Mas la alquimia de plantas, llamada espargiria, perseguía hallar remedios curativos contra enfermedades, a través de laboriosas cocciones y destilaciones de vegetales de todo tipo.
De esta manera, el fraile agustino pasó innúmeras horas enclaustrado bajo la torre que en su día albergó un hospital de convalecientes y donde ya los frailes se aplicaron en la búsqueda de remedios para combatir, entre otras dolencias, la gota de Felipe II.
Entre matraces, tubos y alambiques, Fernández comenzó a experimentar con algunos componentes botánicos de los cuales obtendría, en un principio y tras consultar viejísimas recetas, raros elixires, como uno al que denominó Delicuescencias de san Posidio, o licores a los que llamó Caos Gnóstico o Lágrimas de Ondina, como recuerda la farmacéutica Palmira Pozuelo, que le encargó para el banquete de su boda.

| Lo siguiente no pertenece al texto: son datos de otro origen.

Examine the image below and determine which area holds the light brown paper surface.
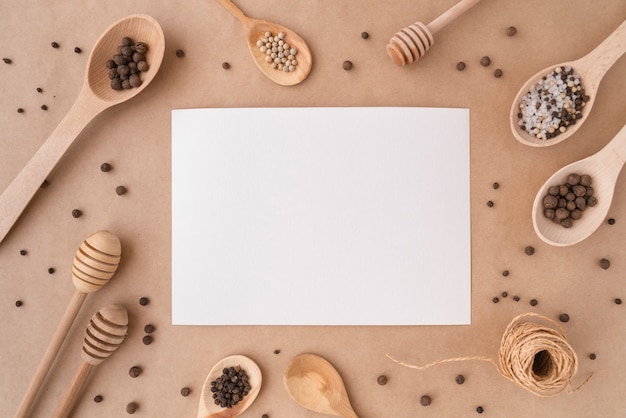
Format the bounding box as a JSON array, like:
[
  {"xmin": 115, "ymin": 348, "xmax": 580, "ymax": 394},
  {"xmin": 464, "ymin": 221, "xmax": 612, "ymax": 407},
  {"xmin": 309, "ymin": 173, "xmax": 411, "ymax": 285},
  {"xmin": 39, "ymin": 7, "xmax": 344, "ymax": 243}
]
[{"xmin": 0, "ymin": 0, "xmax": 626, "ymax": 418}]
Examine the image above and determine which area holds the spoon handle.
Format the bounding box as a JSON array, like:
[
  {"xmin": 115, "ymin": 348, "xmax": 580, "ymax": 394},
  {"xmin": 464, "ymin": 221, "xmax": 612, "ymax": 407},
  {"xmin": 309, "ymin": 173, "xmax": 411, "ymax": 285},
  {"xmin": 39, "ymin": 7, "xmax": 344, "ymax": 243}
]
[
  {"xmin": 0, "ymin": 95, "xmax": 102, "ymax": 242},
  {"xmin": 15, "ymin": 290, "xmax": 87, "ymax": 418},
  {"xmin": 217, "ymin": 0, "xmax": 250, "ymax": 26},
  {"xmin": 579, "ymin": 20, "xmax": 626, "ymax": 84}
]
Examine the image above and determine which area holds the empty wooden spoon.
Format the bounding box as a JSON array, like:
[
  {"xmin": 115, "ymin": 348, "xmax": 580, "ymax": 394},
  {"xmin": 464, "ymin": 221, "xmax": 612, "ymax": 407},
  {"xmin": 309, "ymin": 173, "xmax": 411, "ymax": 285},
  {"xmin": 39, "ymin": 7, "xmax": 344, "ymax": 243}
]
[
  {"xmin": 198, "ymin": 355, "xmax": 263, "ymax": 418},
  {"xmin": 217, "ymin": 0, "xmax": 313, "ymax": 86},
  {"xmin": 52, "ymin": 305, "xmax": 128, "ymax": 418},
  {"xmin": 509, "ymin": 21, "xmax": 626, "ymax": 147},
  {"xmin": 532, "ymin": 121, "xmax": 626, "ymax": 247},
  {"xmin": 15, "ymin": 231, "xmax": 122, "ymax": 418},
  {"xmin": 283, "ymin": 353, "xmax": 358, "ymax": 418},
  {"xmin": 0, "ymin": 15, "xmax": 165, "ymax": 242}
]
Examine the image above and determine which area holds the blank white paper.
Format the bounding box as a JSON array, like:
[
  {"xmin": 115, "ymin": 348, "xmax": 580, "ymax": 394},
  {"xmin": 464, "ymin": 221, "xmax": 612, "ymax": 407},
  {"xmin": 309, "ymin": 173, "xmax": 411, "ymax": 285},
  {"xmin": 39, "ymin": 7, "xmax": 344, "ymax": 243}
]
[{"xmin": 172, "ymin": 107, "xmax": 471, "ymax": 325}]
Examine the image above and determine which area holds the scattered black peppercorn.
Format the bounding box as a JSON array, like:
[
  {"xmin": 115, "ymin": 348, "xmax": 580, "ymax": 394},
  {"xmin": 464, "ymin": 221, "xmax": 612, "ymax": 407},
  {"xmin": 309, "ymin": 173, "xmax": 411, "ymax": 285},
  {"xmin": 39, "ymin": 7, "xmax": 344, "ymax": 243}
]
[
  {"xmin": 126, "ymin": 402, "xmax": 139, "ymax": 414},
  {"xmin": 128, "ymin": 366, "xmax": 143, "ymax": 379},
  {"xmin": 600, "ymin": 258, "xmax": 611, "ymax": 270}
]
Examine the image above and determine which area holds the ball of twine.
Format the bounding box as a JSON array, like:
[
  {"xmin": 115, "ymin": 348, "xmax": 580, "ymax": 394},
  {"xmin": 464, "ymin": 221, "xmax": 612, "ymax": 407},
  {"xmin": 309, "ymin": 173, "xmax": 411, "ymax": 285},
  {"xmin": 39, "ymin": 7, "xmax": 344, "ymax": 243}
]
[{"xmin": 387, "ymin": 313, "xmax": 592, "ymax": 397}]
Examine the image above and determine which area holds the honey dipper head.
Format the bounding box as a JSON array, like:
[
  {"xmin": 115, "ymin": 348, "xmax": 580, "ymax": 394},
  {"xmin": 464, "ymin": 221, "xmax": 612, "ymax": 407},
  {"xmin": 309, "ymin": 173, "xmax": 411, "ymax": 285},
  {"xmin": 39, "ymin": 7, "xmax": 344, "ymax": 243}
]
[
  {"xmin": 72, "ymin": 231, "xmax": 122, "ymax": 293},
  {"xmin": 81, "ymin": 305, "xmax": 128, "ymax": 366}
]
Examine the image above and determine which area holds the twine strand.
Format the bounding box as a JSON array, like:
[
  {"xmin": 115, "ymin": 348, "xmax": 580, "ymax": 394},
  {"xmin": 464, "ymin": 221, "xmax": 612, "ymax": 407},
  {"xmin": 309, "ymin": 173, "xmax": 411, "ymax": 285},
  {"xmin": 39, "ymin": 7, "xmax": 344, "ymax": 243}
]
[{"xmin": 387, "ymin": 312, "xmax": 593, "ymax": 397}]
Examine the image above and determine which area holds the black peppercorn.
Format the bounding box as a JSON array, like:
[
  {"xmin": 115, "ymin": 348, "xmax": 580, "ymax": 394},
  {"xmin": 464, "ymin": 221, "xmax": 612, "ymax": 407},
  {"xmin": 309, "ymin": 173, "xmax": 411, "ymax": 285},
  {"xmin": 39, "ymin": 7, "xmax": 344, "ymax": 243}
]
[{"xmin": 128, "ymin": 366, "xmax": 143, "ymax": 378}]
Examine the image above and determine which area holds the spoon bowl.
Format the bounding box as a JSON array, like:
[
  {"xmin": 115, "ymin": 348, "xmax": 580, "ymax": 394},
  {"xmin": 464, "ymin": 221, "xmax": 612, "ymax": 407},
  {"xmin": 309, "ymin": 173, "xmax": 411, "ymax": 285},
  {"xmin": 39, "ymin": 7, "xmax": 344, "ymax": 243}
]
[
  {"xmin": 0, "ymin": 15, "xmax": 165, "ymax": 242},
  {"xmin": 532, "ymin": 125, "xmax": 626, "ymax": 247},
  {"xmin": 283, "ymin": 353, "xmax": 358, "ymax": 418},
  {"xmin": 198, "ymin": 355, "xmax": 263, "ymax": 418},
  {"xmin": 509, "ymin": 21, "xmax": 626, "ymax": 147},
  {"xmin": 218, "ymin": 0, "xmax": 313, "ymax": 86}
]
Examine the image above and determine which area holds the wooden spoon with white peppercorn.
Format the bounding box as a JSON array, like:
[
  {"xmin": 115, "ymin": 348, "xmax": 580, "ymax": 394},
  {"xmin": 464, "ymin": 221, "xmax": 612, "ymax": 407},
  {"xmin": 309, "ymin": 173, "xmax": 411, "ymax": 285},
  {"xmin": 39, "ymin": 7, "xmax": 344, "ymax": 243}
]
[
  {"xmin": 0, "ymin": 15, "xmax": 165, "ymax": 242},
  {"xmin": 52, "ymin": 305, "xmax": 128, "ymax": 418},
  {"xmin": 509, "ymin": 21, "xmax": 626, "ymax": 147},
  {"xmin": 532, "ymin": 125, "xmax": 626, "ymax": 247},
  {"xmin": 217, "ymin": 0, "xmax": 313, "ymax": 86},
  {"xmin": 15, "ymin": 231, "xmax": 122, "ymax": 418},
  {"xmin": 198, "ymin": 355, "xmax": 263, "ymax": 418},
  {"xmin": 283, "ymin": 353, "xmax": 358, "ymax": 418}
]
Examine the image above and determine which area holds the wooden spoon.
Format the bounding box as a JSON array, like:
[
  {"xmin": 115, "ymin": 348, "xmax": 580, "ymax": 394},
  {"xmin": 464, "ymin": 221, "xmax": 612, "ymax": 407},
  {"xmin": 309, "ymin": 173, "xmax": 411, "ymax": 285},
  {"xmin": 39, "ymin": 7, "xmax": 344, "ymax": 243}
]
[
  {"xmin": 0, "ymin": 15, "xmax": 165, "ymax": 242},
  {"xmin": 532, "ymin": 125, "xmax": 626, "ymax": 247},
  {"xmin": 387, "ymin": 0, "xmax": 480, "ymax": 66},
  {"xmin": 198, "ymin": 355, "xmax": 263, "ymax": 418},
  {"xmin": 283, "ymin": 354, "xmax": 358, "ymax": 418},
  {"xmin": 509, "ymin": 21, "xmax": 626, "ymax": 147},
  {"xmin": 217, "ymin": 0, "xmax": 313, "ymax": 86},
  {"xmin": 15, "ymin": 231, "xmax": 122, "ymax": 418},
  {"xmin": 52, "ymin": 305, "xmax": 128, "ymax": 418}
]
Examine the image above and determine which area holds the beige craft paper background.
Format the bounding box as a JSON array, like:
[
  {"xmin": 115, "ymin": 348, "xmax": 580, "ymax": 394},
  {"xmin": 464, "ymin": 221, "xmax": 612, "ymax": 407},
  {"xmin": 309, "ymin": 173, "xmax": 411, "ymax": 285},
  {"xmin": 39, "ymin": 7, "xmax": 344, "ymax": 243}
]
[{"xmin": 0, "ymin": 0, "xmax": 626, "ymax": 418}]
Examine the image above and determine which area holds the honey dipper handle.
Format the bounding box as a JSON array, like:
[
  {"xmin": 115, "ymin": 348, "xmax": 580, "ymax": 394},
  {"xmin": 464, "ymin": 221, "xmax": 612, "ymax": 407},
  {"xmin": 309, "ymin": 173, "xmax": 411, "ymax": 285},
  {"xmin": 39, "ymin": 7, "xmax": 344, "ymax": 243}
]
[
  {"xmin": 15, "ymin": 290, "xmax": 87, "ymax": 418},
  {"xmin": 426, "ymin": 0, "xmax": 480, "ymax": 35},
  {"xmin": 52, "ymin": 362, "xmax": 95, "ymax": 418}
]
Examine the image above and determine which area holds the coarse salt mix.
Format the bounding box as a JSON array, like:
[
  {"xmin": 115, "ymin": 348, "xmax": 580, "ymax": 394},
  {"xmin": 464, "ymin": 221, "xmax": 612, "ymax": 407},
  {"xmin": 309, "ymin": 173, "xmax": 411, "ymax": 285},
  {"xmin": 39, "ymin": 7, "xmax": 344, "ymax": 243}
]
[{"xmin": 517, "ymin": 67, "xmax": 589, "ymax": 140}]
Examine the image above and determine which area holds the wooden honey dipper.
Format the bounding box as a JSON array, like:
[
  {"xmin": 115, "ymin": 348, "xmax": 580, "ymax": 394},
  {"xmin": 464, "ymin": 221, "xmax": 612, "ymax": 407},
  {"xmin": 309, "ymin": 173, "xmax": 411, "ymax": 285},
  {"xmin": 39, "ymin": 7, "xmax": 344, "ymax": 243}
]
[
  {"xmin": 387, "ymin": 0, "xmax": 480, "ymax": 66},
  {"xmin": 15, "ymin": 231, "xmax": 122, "ymax": 418},
  {"xmin": 52, "ymin": 305, "xmax": 128, "ymax": 418}
]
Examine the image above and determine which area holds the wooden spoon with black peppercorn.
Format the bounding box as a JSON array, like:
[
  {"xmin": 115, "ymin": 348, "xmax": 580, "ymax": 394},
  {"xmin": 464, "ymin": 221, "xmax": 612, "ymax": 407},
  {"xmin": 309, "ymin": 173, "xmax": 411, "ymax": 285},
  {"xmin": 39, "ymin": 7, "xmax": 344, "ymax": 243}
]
[
  {"xmin": 15, "ymin": 231, "xmax": 122, "ymax": 418},
  {"xmin": 52, "ymin": 305, "xmax": 128, "ymax": 418},
  {"xmin": 283, "ymin": 353, "xmax": 358, "ymax": 418},
  {"xmin": 509, "ymin": 21, "xmax": 626, "ymax": 147},
  {"xmin": 198, "ymin": 355, "xmax": 263, "ymax": 418},
  {"xmin": 217, "ymin": 0, "xmax": 313, "ymax": 86},
  {"xmin": 532, "ymin": 121, "xmax": 626, "ymax": 247},
  {"xmin": 0, "ymin": 15, "xmax": 165, "ymax": 242}
]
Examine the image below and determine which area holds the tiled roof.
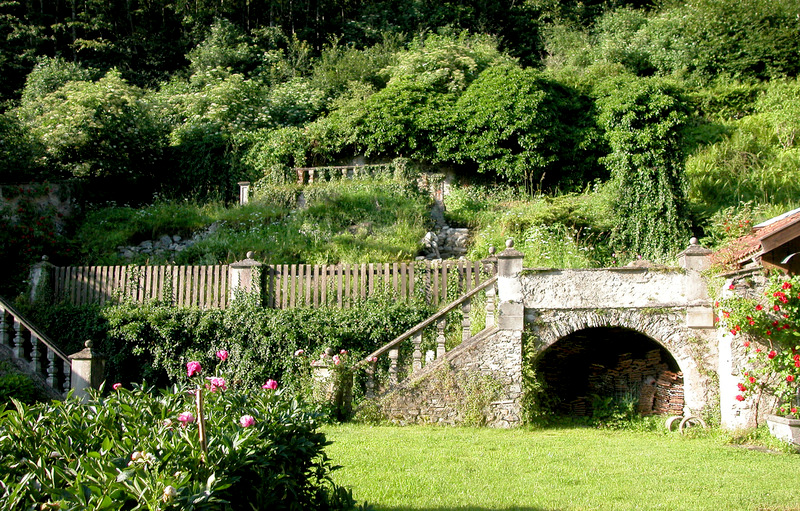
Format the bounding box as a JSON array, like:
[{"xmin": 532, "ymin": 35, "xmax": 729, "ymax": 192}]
[{"xmin": 711, "ymin": 209, "xmax": 800, "ymax": 272}]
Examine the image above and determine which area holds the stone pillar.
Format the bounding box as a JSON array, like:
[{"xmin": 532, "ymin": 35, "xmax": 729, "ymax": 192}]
[
  {"xmin": 678, "ymin": 238, "xmax": 711, "ymax": 271},
  {"xmin": 228, "ymin": 252, "xmax": 263, "ymax": 301},
  {"xmin": 481, "ymin": 246, "xmax": 497, "ymax": 328},
  {"xmin": 69, "ymin": 341, "xmax": 106, "ymax": 401},
  {"xmin": 497, "ymin": 240, "xmax": 525, "ymax": 332},
  {"xmin": 28, "ymin": 256, "xmax": 55, "ymax": 303},
  {"xmin": 239, "ymin": 181, "xmax": 250, "ymax": 206}
]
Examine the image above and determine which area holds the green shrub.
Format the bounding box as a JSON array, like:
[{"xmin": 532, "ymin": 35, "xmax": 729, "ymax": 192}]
[
  {"xmin": 0, "ymin": 382, "xmax": 354, "ymax": 510},
  {"xmin": 99, "ymin": 297, "xmax": 430, "ymax": 385},
  {"xmin": 0, "ymin": 362, "xmax": 38, "ymax": 404}
]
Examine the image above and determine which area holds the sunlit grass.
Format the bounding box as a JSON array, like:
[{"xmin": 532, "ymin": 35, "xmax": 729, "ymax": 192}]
[{"xmin": 325, "ymin": 424, "xmax": 800, "ymax": 511}]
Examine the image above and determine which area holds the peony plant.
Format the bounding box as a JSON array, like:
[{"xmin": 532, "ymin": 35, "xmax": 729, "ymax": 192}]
[
  {"xmin": 0, "ymin": 350, "xmax": 354, "ymax": 511},
  {"xmin": 715, "ymin": 275, "xmax": 800, "ymax": 418}
]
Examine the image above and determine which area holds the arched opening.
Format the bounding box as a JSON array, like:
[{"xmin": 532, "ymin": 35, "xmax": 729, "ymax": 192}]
[{"xmin": 534, "ymin": 327, "xmax": 684, "ymax": 417}]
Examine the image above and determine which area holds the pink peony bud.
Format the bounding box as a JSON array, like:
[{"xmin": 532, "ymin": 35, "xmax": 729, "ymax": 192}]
[
  {"xmin": 186, "ymin": 362, "xmax": 203, "ymax": 378},
  {"xmin": 178, "ymin": 412, "xmax": 194, "ymax": 427}
]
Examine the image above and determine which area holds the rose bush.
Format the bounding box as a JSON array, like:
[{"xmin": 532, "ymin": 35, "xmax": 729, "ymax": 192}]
[
  {"xmin": 715, "ymin": 276, "xmax": 800, "ymax": 418},
  {"xmin": 0, "ymin": 357, "xmax": 354, "ymax": 510}
]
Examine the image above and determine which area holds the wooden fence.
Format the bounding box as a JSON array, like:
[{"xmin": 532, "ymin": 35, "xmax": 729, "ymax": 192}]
[
  {"xmin": 53, "ymin": 265, "xmax": 229, "ymax": 309},
  {"xmin": 53, "ymin": 261, "xmax": 494, "ymax": 309}
]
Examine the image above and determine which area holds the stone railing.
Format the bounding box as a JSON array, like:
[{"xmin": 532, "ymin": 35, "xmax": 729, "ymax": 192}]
[
  {"xmin": 0, "ymin": 298, "xmax": 72, "ymax": 395},
  {"xmin": 358, "ymin": 276, "xmax": 497, "ymax": 397}
]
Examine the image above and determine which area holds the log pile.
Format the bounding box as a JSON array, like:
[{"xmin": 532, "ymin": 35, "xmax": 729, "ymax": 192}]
[{"xmin": 548, "ymin": 349, "xmax": 683, "ymax": 417}]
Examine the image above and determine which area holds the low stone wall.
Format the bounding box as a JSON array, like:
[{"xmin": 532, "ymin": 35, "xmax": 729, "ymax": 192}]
[{"xmin": 377, "ymin": 330, "xmax": 522, "ymax": 427}]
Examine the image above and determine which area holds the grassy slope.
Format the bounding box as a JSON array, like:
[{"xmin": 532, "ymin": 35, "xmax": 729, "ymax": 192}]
[{"xmin": 326, "ymin": 425, "xmax": 800, "ymax": 511}]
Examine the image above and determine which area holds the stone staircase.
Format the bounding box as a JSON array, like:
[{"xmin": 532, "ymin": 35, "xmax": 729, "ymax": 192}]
[
  {"xmin": 0, "ymin": 298, "xmax": 72, "ymax": 399},
  {"xmin": 360, "ymin": 264, "xmax": 521, "ymax": 427}
]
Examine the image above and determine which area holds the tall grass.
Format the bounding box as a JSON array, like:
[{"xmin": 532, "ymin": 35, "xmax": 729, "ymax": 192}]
[
  {"xmin": 71, "ymin": 179, "xmax": 430, "ymax": 264},
  {"xmin": 447, "ymin": 186, "xmax": 616, "ymax": 268}
]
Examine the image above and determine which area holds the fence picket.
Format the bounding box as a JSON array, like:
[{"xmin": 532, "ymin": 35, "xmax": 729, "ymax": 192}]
[{"xmin": 53, "ymin": 261, "xmax": 483, "ymax": 309}]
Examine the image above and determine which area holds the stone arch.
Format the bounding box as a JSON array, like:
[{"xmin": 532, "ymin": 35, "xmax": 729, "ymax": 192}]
[{"xmin": 525, "ymin": 308, "xmax": 710, "ymax": 413}]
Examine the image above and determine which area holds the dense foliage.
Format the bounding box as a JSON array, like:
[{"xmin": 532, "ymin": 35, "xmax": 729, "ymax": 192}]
[
  {"xmin": 0, "ymin": 382, "xmax": 354, "ymax": 511},
  {"xmin": 716, "ymin": 276, "xmax": 800, "ymax": 419},
  {"xmin": 0, "ymin": 0, "xmax": 800, "ymax": 272},
  {"xmin": 23, "ymin": 297, "xmax": 430, "ymax": 386}
]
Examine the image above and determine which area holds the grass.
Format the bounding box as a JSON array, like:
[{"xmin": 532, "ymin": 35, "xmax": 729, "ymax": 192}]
[{"xmin": 325, "ymin": 424, "xmax": 800, "ymax": 511}]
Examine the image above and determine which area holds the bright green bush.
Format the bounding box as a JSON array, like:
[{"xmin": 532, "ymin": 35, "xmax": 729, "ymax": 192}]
[
  {"xmin": 0, "ymin": 362, "xmax": 39, "ymax": 406},
  {"xmin": 436, "ymin": 65, "xmax": 597, "ymax": 192},
  {"xmin": 597, "ymin": 78, "xmax": 688, "ymax": 260},
  {"xmin": 103, "ymin": 298, "xmax": 430, "ymax": 385},
  {"xmin": 19, "ymin": 70, "xmax": 166, "ymax": 178},
  {"xmin": 0, "ymin": 382, "xmax": 354, "ymax": 511}
]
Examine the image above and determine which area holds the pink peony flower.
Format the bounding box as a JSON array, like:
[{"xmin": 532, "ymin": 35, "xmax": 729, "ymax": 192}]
[
  {"xmin": 206, "ymin": 377, "xmax": 228, "ymax": 392},
  {"xmin": 178, "ymin": 412, "xmax": 194, "ymax": 427},
  {"xmin": 186, "ymin": 362, "xmax": 203, "ymax": 378}
]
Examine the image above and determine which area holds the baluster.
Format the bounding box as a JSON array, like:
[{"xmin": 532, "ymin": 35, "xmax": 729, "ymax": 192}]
[
  {"xmin": 47, "ymin": 350, "xmax": 58, "ymax": 390},
  {"xmin": 61, "ymin": 361, "xmax": 72, "ymax": 396},
  {"xmin": 411, "ymin": 330, "xmax": 422, "ymax": 371},
  {"xmin": 436, "ymin": 316, "xmax": 447, "ymax": 358},
  {"xmin": 461, "ymin": 300, "xmax": 472, "ymax": 341},
  {"xmin": 31, "ymin": 332, "xmax": 42, "ymax": 376},
  {"xmin": 14, "ymin": 318, "xmax": 25, "ymax": 360},
  {"xmin": 486, "ymin": 286, "xmax": 495, "ymax": 328},
  {"xmin": 366, "ymin": 358, "xmax": 378, "ymax": 399},
  {"xmin": 389, "ymin": 349, "xmax": 400, "ymax": 385},
  {"xmin": 0, "ymin": 309, "xmax": 9, "ymax": 346}
]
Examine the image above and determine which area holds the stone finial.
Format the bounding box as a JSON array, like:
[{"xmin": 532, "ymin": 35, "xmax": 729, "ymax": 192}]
[
  {"xmin": 237, "ymin": 181, "xmax": 250, "ymax": 206},
  {"xmin": 69, "ymin": 340, "xmax": 106, "ymax": 400},
  {"xmin": 678, "ymin": 236, "xmax": 712, "ymax": 271}
]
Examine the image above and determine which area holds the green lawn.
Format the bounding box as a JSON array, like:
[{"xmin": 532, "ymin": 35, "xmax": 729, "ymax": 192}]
[{"xmin": 325, "ymin": 424, "xmax": 800, "ymax": 511}]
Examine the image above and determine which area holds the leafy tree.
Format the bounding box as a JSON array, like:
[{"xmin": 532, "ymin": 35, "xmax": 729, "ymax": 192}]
[
  {"xmin": 597, "ymin": 77, "xmax": 688, "ymax": 260},
  {"xmin": 437, "ymin": 65, "xmax": 593, "ymax": 191},
  {"xmin": 19, "ymin": 70, "xmax": 166, "ymax": 177}
]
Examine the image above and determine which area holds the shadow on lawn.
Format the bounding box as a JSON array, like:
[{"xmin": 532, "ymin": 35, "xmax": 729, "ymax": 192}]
[{"xmin": 373, "ymin": 506, "xmax": 556, "ymax": 511}]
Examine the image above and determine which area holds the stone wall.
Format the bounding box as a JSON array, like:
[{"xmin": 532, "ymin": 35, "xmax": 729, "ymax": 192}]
[
  {"xmin": 378, "ymin": 330, "xmax": 522, "ymax": 427},
  {"xmin": 520, "ymin": 268, "xmax": 707, "ymax": 309}
]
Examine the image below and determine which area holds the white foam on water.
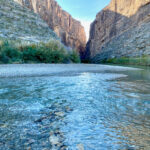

El monje, desde su cuartel general de la torre, creó un pequeño jardín donde experimentó con plantas de propiedades misteriosas. Asimismo, junto con Andrés Manrique, tradujo la obra Tesoros de los remedios secretos del evónimo filiatro, un códice del siglo XVI relativo a esta planta medicinal, recuerda Javier Campos, bibliotecario del Real Colegio Universitario María Cristina del que fue rector. “A veces le ayudé a nombrar sus preparados, como el Rayo de Júpiter”, señala Campos.
De las viejas semillas del herbolario filipino, de sus cosechas por los prados y dehesas y de las fórmulas transcritas de botánicos árabes logró extraer conocimientos que aunaría en algunos textos por él editados, como El arte de cautivar quintaesencias primaverales (Ed. Edinumen), un tratado sobre elaboración de licores.
Hombre de ideas innovadoras, partidario de renovar la Iglesia católica en clave progresista, Agustín abandonó la orden religiosa y se asentó en Zarzalejo, cerca de San Lorenzo de El Escorial. Allí se enamoró de Mercedes Benito Duperier, ceramista de la Escuela de Talavera. A sus 57 años, quien fuera considerado como el último alquimista, contrajo una grave enfermedad pulmonar derivada de sus trabajos alquímicos, que le llevó a la muerte, en agosto de 2009.